Ia lantas mengklasifikasi botoh, yakni botoh kelas besar yang nilainya miliaran rupiah dan botoh kelas kecil dengan risiko dan nominal yang kecil.
"Mungkin ini akan lebih banyak terjadi di 21 pilkada serentak, 9 Desember mendatang," kata Teguh yang juga dosen ilmu pemerintahan Undip Semarang.
Dalam diskusi yang dimoderatori Redaktur LKBN ANTARA D.Dj. Kliwantoro, dia mengemukakan bahwa botoh bisa bermain di dalam dengan kandidat maupun di luar dengan cara taruhan politik.

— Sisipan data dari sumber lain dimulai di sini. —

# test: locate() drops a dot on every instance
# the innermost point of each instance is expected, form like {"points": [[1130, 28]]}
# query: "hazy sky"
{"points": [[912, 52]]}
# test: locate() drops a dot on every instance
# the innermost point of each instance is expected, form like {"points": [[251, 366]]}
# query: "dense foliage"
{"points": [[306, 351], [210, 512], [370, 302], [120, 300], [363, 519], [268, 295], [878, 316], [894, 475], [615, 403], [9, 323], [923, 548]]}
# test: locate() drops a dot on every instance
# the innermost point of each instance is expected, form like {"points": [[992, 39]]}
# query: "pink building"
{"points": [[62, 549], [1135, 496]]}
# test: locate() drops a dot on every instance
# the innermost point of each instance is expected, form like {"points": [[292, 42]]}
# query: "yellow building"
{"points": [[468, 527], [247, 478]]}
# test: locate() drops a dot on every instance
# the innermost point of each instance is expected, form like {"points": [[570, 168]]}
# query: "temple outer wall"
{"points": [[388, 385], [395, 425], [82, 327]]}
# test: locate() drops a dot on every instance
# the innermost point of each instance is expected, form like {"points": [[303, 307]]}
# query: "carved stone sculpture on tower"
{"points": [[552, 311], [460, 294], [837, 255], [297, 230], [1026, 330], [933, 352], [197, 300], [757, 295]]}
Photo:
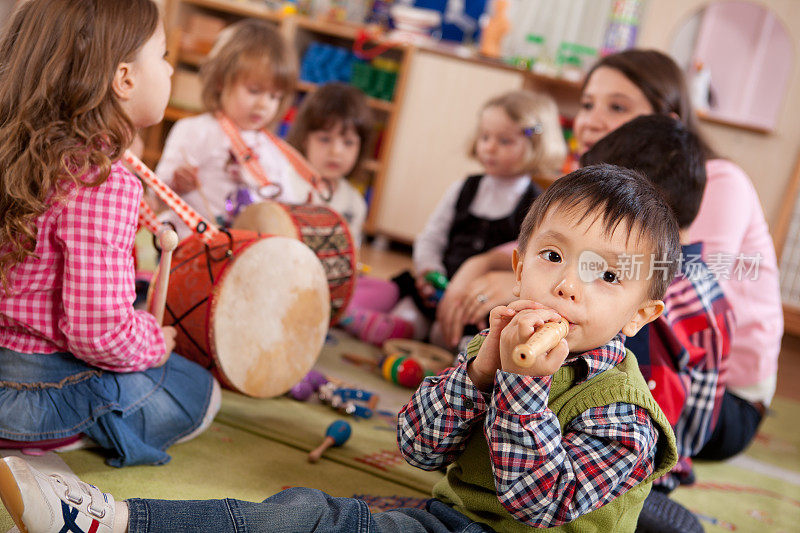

Oleh karena itu, Teguh memandang perlu penguatan pemilih cerdas, rasional, dan loyalis sehingga mereka tidak mempan iming-iming botoh.
Sementara itu, Ketua Komisi A (Bidang Pemerintahan dan Hukum/Perundang-undangan) DPRD Provinsi Jawa Tengah Fuad Hidayat, S.Sos., M.Si. mengemukakan botoh merupakan manifestasi laten dari budaya sebagian masyarakat yang sangat menyukai judi.
"Sejarah botoh sangat panjang, mulai dari pemilihan kepala desa hingga sekarang terlibat dalam pilkada langsung. Nalar masyarakat masih mempercayai akurasi hitungan para botoh," kata politikus Partai Kebangkitan Bangsa (PKB) itu.
Pembicara lain, Koordinator Divisi Pencegahan dan Hubungan Antarlembaga Bawaslu Provinsi Jawa Tengah Teguh Purnomo, S.H., M.Hum. memandang perlu memublikasikan terkait dengan temuan, termasuk perjudian atau gambling dalam pilkada.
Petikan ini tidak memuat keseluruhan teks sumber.